There are 5 stocks, and based on historical data, the winning ratio of these 5 stocks ( the stock with the highest daily return is considered the winner) is 1:(1 - \beta):(1 - 2\beta):2\beta:\beta. The past 250 days of data shows a performance of (84,64,48,39,15).

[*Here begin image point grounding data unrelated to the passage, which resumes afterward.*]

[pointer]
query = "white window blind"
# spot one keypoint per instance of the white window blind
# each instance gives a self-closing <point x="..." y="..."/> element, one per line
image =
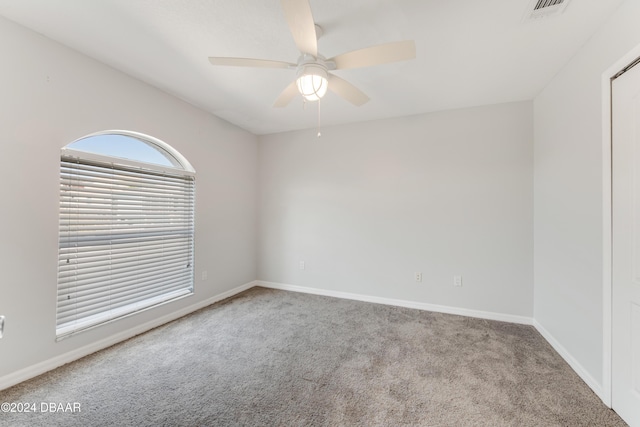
<point x="125" y="243"/>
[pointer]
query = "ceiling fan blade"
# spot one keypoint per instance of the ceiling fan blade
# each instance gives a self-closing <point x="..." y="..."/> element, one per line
<point x="300" y="20"/>
<point x="287" y="95"/>
<point x="374" y="55"/>
<point x="347" y="91"/>
<point x="248" y="62"/>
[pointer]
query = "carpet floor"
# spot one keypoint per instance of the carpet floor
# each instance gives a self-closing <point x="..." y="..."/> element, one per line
<point x="276" y="358"/>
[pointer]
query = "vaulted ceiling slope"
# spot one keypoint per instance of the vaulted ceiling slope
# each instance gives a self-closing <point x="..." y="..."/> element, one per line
<point x="468" y="52"/>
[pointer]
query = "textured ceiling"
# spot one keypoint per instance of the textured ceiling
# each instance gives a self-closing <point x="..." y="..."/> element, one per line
<point x="469" y="52"/>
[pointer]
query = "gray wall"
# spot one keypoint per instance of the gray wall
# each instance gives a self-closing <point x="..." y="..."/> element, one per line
<point x="367" y="205"/>
<point x="568" y="195"/>
<point x="51" y="96"/>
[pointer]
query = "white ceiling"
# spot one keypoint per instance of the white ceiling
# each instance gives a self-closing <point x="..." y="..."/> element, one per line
<point x="469" y="52"/>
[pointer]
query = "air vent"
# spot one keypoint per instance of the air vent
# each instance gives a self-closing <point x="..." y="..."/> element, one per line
<point x="543" y="8"/>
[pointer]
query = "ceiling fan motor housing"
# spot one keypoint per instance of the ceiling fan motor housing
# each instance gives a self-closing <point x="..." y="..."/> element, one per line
<point x="312" y="79"/>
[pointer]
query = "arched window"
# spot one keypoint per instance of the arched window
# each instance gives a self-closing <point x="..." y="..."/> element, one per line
<point x="126" y="233"/>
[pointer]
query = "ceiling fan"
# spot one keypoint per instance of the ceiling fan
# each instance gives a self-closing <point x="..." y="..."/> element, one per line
<point x="313" y="76"/>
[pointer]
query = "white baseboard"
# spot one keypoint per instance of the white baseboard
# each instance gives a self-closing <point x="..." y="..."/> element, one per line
<point x="402" y="303"/>
<point x="575" y="365"/>
<point x="47" y="365"/>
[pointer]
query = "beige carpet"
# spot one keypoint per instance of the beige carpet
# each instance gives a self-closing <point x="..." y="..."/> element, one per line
<point x="274" y="358"/>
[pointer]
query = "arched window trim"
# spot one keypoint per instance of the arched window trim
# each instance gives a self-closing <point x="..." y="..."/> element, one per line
<point x="122" y="235"/>
<point x="158" y="144"/>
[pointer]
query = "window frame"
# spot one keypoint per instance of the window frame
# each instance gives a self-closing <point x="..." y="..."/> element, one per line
<point x="185" y="170"/>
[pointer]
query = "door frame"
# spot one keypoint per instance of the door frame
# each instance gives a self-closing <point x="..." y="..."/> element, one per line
<point x="607" y="221"/>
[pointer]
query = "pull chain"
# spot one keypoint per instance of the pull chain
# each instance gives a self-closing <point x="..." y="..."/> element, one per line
<point x="319" y="133"/>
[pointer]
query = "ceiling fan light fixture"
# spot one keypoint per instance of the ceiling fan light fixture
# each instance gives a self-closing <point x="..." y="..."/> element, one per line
<point x="312" y="81"/>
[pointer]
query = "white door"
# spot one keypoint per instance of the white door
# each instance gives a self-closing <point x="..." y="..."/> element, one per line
<point x="626" y="246"/>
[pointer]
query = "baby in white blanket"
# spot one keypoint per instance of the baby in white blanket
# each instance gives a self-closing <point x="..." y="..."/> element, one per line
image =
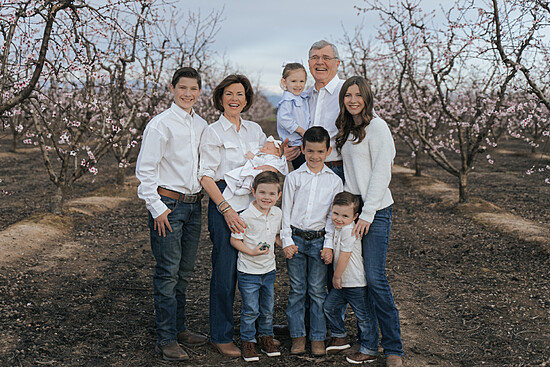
<point x="239" y="181"/>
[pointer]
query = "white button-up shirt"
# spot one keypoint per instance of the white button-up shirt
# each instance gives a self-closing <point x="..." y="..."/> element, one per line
<point x="223" y="149"/>
<point x="259" y="228"/>
<point x="169" y="156"/>
<point x="324" y="109"/>
<point x="307" y="198"/>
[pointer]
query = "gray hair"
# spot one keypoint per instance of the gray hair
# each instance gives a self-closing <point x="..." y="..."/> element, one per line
<point x="322" y="44"/>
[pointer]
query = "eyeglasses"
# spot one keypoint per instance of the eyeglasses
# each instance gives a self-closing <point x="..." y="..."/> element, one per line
<point x="316" y="58"/>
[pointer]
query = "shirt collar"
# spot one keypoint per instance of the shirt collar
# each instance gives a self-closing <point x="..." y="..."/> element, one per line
<point x="330" y="87"/>
<point x="305" y="168"/>
<point x="258" y="213"/>
<point x="181" y="112"/>
<point x="226" y="124"/>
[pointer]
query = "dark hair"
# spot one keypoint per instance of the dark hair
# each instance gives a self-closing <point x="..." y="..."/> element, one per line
<point x="266" y="177"/>
<point x="233" y="79"/>
<point x="345" y="122"/>
<point x="316" y="134"/>
<point x="291" y="66"/>
<point x="345" y="198"/>
<point x="186" y="72"/>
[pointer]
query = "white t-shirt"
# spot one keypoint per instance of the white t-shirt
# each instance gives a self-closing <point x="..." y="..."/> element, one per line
<point x="259" y="228"/>
<point x="354" y="275"/>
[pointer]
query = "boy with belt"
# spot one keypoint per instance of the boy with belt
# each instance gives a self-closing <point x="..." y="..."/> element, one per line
<point x="167" y="167"/>
<point x="307" y="197"/>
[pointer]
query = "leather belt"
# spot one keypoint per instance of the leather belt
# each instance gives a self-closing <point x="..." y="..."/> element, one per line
<point x="307" y="235"/>
<point x="184" y="198"/>
<point x="334" y="164"/>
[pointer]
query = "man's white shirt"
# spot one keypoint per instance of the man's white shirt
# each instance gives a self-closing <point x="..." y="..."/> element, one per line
<point x="324" y="108"/>
<point x="169" y="156"/>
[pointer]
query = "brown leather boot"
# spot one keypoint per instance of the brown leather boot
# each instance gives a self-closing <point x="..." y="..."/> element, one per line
<point x="318" y="348"/>
<point x="298" y="345"/>
<point x="172" y="352"/>
<point x="227" y="349"/>
<point x="190" y="339"/>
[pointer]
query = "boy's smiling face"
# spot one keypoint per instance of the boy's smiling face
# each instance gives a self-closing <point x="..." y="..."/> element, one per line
<point x="266" y="195"/>
<point x="342" y="215"/>
<point x="315" y="153"/>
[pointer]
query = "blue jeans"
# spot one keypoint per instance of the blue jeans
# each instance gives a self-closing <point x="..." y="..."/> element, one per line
<point x="257" y="298"/>
<point x="357" y="298"/>
<point x="307" y="271"/>
<point x="379" y="295"/>
<point x="175" y="257"/>
<point x="224" y="276"/>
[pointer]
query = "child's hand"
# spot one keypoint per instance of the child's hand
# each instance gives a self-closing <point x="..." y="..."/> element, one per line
<point x="258" y="251"/>
<point x="290" y="251"/>
<point x="326" y="254"/>
<point x="337" y="282"/>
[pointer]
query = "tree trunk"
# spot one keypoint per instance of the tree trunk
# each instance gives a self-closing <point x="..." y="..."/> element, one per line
<point x="417" y="165"/>
<point x="120" y="176"/>
<point x="56" y="203"/>
<point x="463" y="196"/>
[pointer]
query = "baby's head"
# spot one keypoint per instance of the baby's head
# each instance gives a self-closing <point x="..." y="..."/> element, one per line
<point x="272" y="146"/>
<point x="345" y="209"/>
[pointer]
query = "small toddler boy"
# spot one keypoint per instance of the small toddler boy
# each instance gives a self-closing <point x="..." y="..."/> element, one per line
<point x="256" y="265"/>
<point x="349" y="284"/>
<point x="307" y="197"/>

Based on this data, the task is to estimate posterior \beta, which prior distribution is uniform distribution between 0 and 0.5.
The specific approach to solve this problem is to define a custom probability density function, i.e.
X = (X_1,X_2,X_3,X_4,X_5) ~ \sim (\frac{1}{3})^{X_{1}}(\frac{1-\beta}{3})^{X_2}(\frac{1-2\beta}{3})^{X_2}(\frac{2\beta}{3})^{X_4}(\frac{\beta}{3})^{X_5}
Furthermore, in the coding, I have considered two methods:
Method 1: Treating the 250 days of data as 250 individual samples, the data is transformed as follows:Get the reasonable parameter estimation result I expected.
(1,0,0,0,0) , stock1,84 days
…
(0,1,0,0,0) ,stock2,64 days
…
(0,0,1,0,0), stock3, 48 days
…
(0,0,0,1,0) ,stock4, 39 days
…
(0,0,0,0,1), stock5, 15 days
The stand code is:
functions {
real multinomialCustom_lpdf(real[] aX,real abeta){
return(
aX[1]*log(1.0/3) +
aX[2]*log((1-abeta)/3.0) +
aX[3]*log((1-2*abeta)/3.0) +
aX[4]*log(2*abeta/3.0) +
aX[5]*log(abeta/3.0)
);
}
}
data {
int<lower=1> N;
int<lower = 1> K;
real<lower = 0>y[N,K];
}
parameters {
real<lower=0,upper = 0.5> abeta;
}
model {
for(i in 1:N){
y[i] ~ multinomialCustom(abeta);
}
//y ~ multinomialCustom(abeta);
}
The corresponding R code is:
multi_custom <- function(y) {
y_mat <- NULL
k = length(y)
N = sum(y)
for(i in 1:k){
a <- mat.or.vec(y[i],k)
a[,i] <- 1
y_mat <- rbind(y_mat,a)
}
y_mat <- y_mat[sample(1:N,size = N,replace = FALSE),]
return(y_mat)
}
beta_fit1 <- stan(
file = "multinomial.stan",
data = list(N = 250,K = 5,y = multi_custom(y = c(84,64,48,39,15))
), # named list of data
chains = 4, # number of Markov chains
warmup = 5000, # number of warmup iterations per chain
iter = 20000, # total number of iterations per chain
cores = 4, # number of cores (could use one per chain)
refresh = 1, # no progress shown
init_r = 0.25 )
Method 2: Considering the 250 days of data as only one sample,
(x_1,x_2,x_3,x_4,x_5) = (84,64,48,39,15)
The stan code:
functions {
real multinomialCustom_lpdf(real[] aX,real abeta){
return(
aX[1]*log(1/3) +
aX[2]*log((1-abeta)/3) +
aX[3]*log((1-2*abeta)/3) +
aX[4]*log(2*abeta/3) +
aX[5]*log(abeta/3)
);
}
}
data {
int<lower = 1> K;
real<lower = 0> y[K];
}
parameters {
real<lower = 0,upper = 0.5> abeta;
}
model {
// prior
abeta ~ uniform(0, 0.5);
// likehood
target += multinomialCustom_lpdf(y|abeta);
target += log(2.0);
}
beta_fit2 <- stan(
file = "multinomial1.stan",
data = list(K = 5,y = c(84,64,48,39,15)),
chains = 4, # number of Markov chains
warmup = 5000, # number of warmup iterations per chain
iter = 20000, # total number of iterations per chain
cores = 4, # number of cores (could use one per chain)
refresh = 1 # no progress shown
)
However, I am confused because Method 2 is not successful and results in an error of
Chain 4: Log probability evaluates to log(0), i.e. negative infinity.
Chain 4: Stan can't start sampling from this initial value.
Chain 4: Initialization between (-2, 2) failed after 100 attempts.
Chain 4: Try specifying initial values, reducing ranges of constrained values, or reparameterizing the model.
[1] "Error : Initialization failed."
error occurred during calling the sampler; sampling not done
here are whatever error messages were returned
Therefore, I would greatly appreciate any help or guidance.